Une paresse cognitive
M. Bourhis m’explique que le phénomène est à la base des stéréotypes construits : « ça nous permet de faire l’économie de jugements complexes sur chacun des individus d’un groupe, mais au prix de les percevoir comme tous semblables, ayant les mêmes traits de caractère, incluant au faciès. »
Il précise que des personnes caucasiennes peuvent donc aussi se faire confondre entre elles par des personnes noires, par exemple.
Le professeur relate d’ailleurs que « quand les asiatiques ont connu les colonisateurs, ils les appelaient “les longs nez”. Ils voyaient juste des gros gros nez, de toutes sortes de formes terribles. »
Au-delà des impacts néfastes non-négligeables que ces amalgamations ont sur les membres d’un « exogroupe » qui se voit imposé un statut d’éternel outsider, ne pas reconnaître des individus peut être littéralement… dangereux. Le Washington Post a même déjà rapporté qu’une infirmière américaine qui a confondu deux médecins indo-américaines d’un hôpital de Minneapolis responsables de lui donner des directives, prodiguant ainsi les mauvais soins à un patient : une erreur qui aurait pu être fatale.
Fragilité blanche?
La bonne nouvelle, c’est que se débarrasser de ce réflexe cognitif, c’est tout à fait possible. Mais encore faut-il qu’on en parle lorsqu’il se manifeste – passer outre le malaise est peut-être la partie la plus difficile, surtout quand on en subit déjà l’humiliation.
« Il y avait une partie de moi qui y pensait à chaque fois que j’allais au travail. Mais je la corrigeais [sa gestionnaire] en rigolant. »
« Malgré que moi je sois mal à l’aise, j’ai surtout peur de mettre l’autre mal à l’aise. J’ai aussi peur de la réaction typique : “Ah, vous avez toujours quelque chose.” » explique Charline.
« On vit tellement de microagressions qu’on ne sait plus comment réagir.

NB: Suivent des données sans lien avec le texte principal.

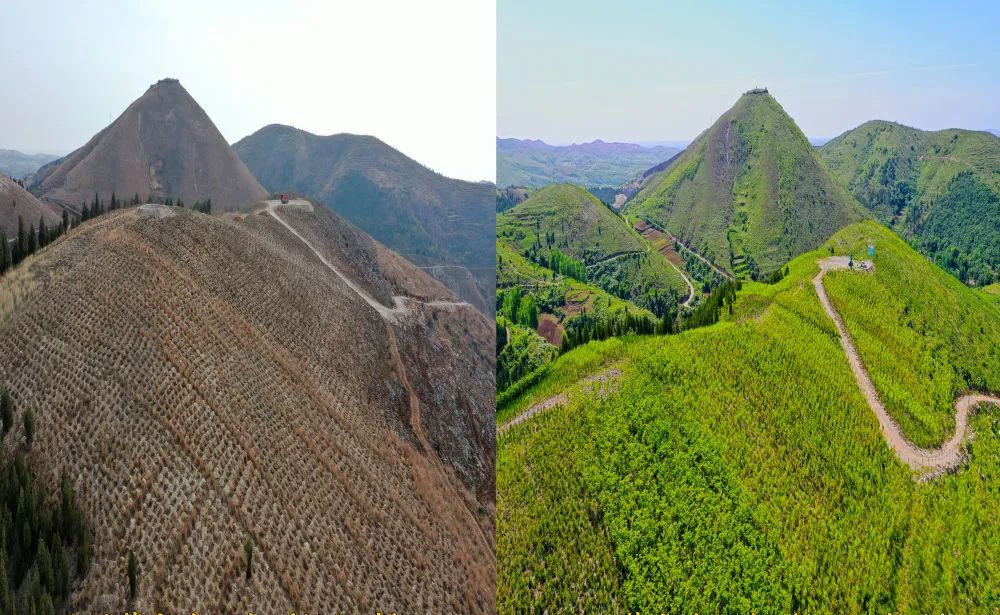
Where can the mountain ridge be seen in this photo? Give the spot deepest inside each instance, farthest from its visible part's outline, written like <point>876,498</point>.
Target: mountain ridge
<point>430,219</point>
<point>750,191</point>
<point>163,145</point>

Je suis épuisée alors je dis rien. »
Même son de cloche du côté de Solène : « des fois, moi-même je suis mal à l’aise de rendre les autres mal à l’aise, alors j’en ai pas parlé. »
« Ayez des ami.e.s noir.e.s »
Pour M. Bourhis, c’est très clair qu’on peut faire mieux : « c’est une forme de paresse cognitive qui peut être travaillée grâce à une formation à la diversité et à l’équité en milieu de travail. »
Pour Charline, c’est un apprentissage qui va au-delà du cadre professionnel.
« Plus on s’expose à d’autres cultures, plus on comprend les différences. Ayez des ami.e.s noir.e.s, ça pourrait aider », poursuit-elle en pouffant de rire.
« Si ça vous arrive de mélanger des collègues au travail, je pense que c’est vraiment pas la fin du monde », soutient Solène. Mais « admettre son tort », explique Pichu, et offrir des excuses, c’est la moindre des choses. Elle ajoute que l’important, c’est de s’imposer « un moment d’introspection », parce que que même si notre cerveau peut emprunter ces raccourcis malgré nous, ce n’est pas une raison pour se déresponsabiliser de la déshumanisation qu’en subissent les personnes amalgamées.